“Take his boots.”
“I know!” barked his accomplice as he wiped the water from his forehead, a pointless gesture that was more habit than anything else. He had already planned to also steal their victim’s hat.
First, he pulled on the soaked leather. In a place like this, the only thing that connects anybody to anything is the sole of their boots to the mud covering the streets.
The pair of crooks had dragged the old man towards the back of a narrow alley. The buildings in town had a habit of sticking close to each other, maybe as a way to support each other.
The other didn’t look up. The mud had sucked in his right knee. He leaned against the wood for balance. The wall smelled like the previous downpour. Or maybe the one before.
“I’ve got it!”
“’Bout time. Come on, leave him. Fucking cockroach. “
“Better him than us.”
A few meters away, the eyes that had been watching the scene unfold finally blinked.
The sounds of the sky’s ongoing freefall covered his approach. They never saw him coming. Nobody ever did.
The man hung up his hat and long coat. They might dry off this time, he thought.
He leaned over the sink. In the darkness, only the sink’s white porcelain was somewhat visible. The man washed his hands carefully.
“Three…” he let out quietly.
“I know, I know,” he answered the voice in his head. His only companion, if you could call it that.
The two crooks barely had time to be surprised. He had done it so often, he had become infallible, or so his record would suggest. The process required precision. In a matter of seconds, the two bodies had collapsed and become bookends to their victim. The process had only taken a few seconds. It always did.
The man slowly moved away from the sink towards his bed, in the room’s darkest corner. The trio of dead bodies in the alley faded from his memory.

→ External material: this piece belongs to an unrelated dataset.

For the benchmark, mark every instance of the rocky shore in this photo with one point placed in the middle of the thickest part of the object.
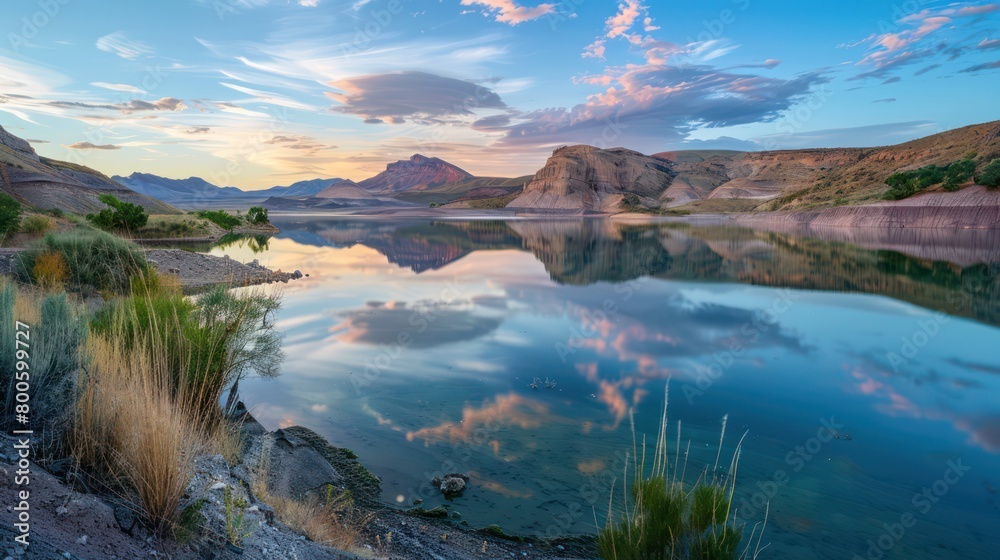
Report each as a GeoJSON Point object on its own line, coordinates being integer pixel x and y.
{"type": "Point", "coordinates": [196, 271]}
{"type": "Point", "coordinates": [70, 522]}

It always felt like rusty needles sinking slowing into the back of his neck, putting every vein in the vicinity on full alert. The man reached for the source of the pain. His fingers lingered on the spotless patch of skin.
His lips started to move again before he caught himself. There was no time, and nobody to hear him anyways. Not really. His hat was still dripping. It had left a dark stain on the wooden floor.
Barely five minutes later, the man spotted the body in the distance. At this hour, the streets were deserted. The town was small, and with no fear of being spotted, it was simple to get anywhere in a matter of minutes.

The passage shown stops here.